A natural-born storyteller, Cannon recounts uncommon tales about wonderful characters. Presidents and other political personages on both sides of the aisle are well represented. So too are obscure figures such as Wilma K. Russey who, on Jan. 1, 1915, became New York City’s first female taxicab driver. Then there are Robert L. May, the Montgomery Ward copywriter who, in 1939, wrote the story of “Rudolph the Red-Nosed Reindeer” for a coloring book for kids; his brother-in-law Johnny Marks, who composed the tune; and free-market champion Sewell Lee Avery, the Montgomery Ward chairman who, though he had no legal obligation to do so, made May a wealthy man in 1949 by signing over to him the copyright for “Rudolph.” And there are the entwined stories of World War I soldiers Henry Johnson, an African-American, and William Shemin, a Jew, who in 2015 were posthumously awarded by President Obama the Medals of Honor they earned on the battlefield nearly a century before but because of bigotry were denied in their lifetimes. 

Cannon also chronicles forgotten dimensions of a remarkable range of events.
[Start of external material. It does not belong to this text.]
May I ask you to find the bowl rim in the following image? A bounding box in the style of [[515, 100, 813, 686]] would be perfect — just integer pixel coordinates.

He recalls John Winthrop’s 1630 “city upon a hill” sermon, which inspired Presidents Kennedy and Reagan to declare that the United States had an obligation to serve the world as a beacon of liberty. He brings to life George Washington’s daring and morale-boosting victories at Trenton in December 1776 and at Princeton in January 1777. He presents the 1854 diary entries of Johannes Remeeus, which relate the Dutchman’s adventures that summer crossing the Atlantic, settling in Milwaukee, and becoming an American citizen. And he throws into sharp relief the costs of the 2009 battle against the Taliban for the town of Dananeh in Helmand Province, Afghanistan, in which 40-year-old Marine Staff Sgt. and father of twins Bill Cahir, a reporter until his enlistment following the Sept. 11 attacks, lost his life. 
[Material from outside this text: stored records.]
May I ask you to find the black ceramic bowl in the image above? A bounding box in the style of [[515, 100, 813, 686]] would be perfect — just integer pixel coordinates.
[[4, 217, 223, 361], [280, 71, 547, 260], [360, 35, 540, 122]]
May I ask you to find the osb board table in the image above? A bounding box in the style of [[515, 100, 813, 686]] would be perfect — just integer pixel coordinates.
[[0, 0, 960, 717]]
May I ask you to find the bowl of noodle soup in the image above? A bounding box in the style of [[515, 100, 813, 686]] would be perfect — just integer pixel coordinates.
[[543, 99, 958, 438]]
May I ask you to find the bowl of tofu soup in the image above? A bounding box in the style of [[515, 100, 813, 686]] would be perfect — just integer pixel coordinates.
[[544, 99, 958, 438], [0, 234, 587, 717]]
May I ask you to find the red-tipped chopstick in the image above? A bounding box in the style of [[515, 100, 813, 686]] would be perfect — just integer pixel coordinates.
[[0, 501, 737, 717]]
In addition, Cannon celebrates a splendid array of movie and TV stars, musical greats across several genres, male and female sports heroes, legendary journalists and major literary figures, titans of business, explorers and conservationists and comedians, forgotten slaves and civil rights icons, Native American warriors and peacemakers, women who helped forge a political order that respected women’s rights, and much more. Many of his stories depict valor on the battlefield. Many others salute the quieter forms of heroism involved in caring for the orphaned, the ill, and the elderly and lifting up the poor and downtrodden. And he provides an abundance of tender love stories, profiles in courage, and exemplars of grace under pressure. 
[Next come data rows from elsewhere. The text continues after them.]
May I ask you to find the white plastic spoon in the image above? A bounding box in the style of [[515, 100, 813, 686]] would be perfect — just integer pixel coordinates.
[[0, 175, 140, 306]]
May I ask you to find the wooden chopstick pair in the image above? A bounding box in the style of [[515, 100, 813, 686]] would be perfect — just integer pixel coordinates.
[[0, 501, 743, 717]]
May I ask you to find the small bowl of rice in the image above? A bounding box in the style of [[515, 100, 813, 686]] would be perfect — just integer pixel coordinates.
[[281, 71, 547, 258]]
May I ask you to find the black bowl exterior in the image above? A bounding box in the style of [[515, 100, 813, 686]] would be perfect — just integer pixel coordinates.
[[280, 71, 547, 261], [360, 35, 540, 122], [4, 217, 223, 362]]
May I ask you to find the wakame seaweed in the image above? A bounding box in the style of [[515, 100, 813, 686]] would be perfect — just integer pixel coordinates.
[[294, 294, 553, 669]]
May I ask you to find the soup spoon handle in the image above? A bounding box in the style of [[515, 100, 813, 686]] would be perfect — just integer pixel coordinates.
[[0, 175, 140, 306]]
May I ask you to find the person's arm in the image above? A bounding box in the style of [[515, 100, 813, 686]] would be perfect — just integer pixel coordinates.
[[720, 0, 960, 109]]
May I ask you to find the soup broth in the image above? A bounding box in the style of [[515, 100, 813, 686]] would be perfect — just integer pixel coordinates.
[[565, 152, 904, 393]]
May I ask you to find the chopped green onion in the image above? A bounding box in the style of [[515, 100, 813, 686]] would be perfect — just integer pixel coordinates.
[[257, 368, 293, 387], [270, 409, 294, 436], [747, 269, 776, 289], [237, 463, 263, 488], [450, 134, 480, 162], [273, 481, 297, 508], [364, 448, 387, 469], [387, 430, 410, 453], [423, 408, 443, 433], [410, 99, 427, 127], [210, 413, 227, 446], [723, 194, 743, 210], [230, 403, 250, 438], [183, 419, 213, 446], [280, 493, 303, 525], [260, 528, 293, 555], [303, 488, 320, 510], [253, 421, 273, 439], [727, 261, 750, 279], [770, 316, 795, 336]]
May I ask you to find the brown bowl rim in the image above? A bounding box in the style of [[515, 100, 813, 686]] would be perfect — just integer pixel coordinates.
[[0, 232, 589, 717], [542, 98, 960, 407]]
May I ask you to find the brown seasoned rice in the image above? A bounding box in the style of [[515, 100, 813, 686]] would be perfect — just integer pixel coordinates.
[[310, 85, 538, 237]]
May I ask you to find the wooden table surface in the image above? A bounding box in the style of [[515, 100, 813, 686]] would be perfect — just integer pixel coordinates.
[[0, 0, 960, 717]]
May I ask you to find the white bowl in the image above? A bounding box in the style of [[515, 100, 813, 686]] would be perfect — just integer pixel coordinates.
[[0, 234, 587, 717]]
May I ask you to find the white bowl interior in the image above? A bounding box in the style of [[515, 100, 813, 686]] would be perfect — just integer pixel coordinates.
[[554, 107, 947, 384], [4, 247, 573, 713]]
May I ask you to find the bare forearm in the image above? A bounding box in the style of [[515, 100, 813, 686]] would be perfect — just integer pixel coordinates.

Cannon does not force his snapshots of America into an artificial mold, but his book does revolve around several great themes, which are also America’s great themes: liberty equally for all; toleration for different points of view and delight in the diversity of ways of being human; appreciation of rugged individuals and of tight-knit communities; admiration of human excellence in its many forms and readiness to assist those who encounter difficulty in assisting themselves. Acutely aware that again and again America has fallen short of its lofty promise, he is just as mindful that the nation’s astounding progress is rooted in dedication to its fundamental principles. 

Cannon writes that he learned “to truly love his country” on a trip to the coastal towns of Normandy in 2004. There, while covering President George W. Bush, he encountered among the locals an abiding warmth and gratitude toward America for liberating France from Nazi occupation. He came away with a new sense of obligation to repay his good fortune of having been born an American “by aiding in the task of telling America’s story.”

Cannon has discharged his obligation and then some. His sparkling mosaic of stories gives citizens good cause to take pride in America’s accomplishments, to feel gratitude for the blessings their country confers, and to shoulder the responsibility to contribute to the unending work of fulfilling the nation’s lofty promise. 

The well-balanced mix of pride in, gratitude for, and responsibility toward America might even be a prerequisite for journalists and politicians to be deserving of the people’s trust.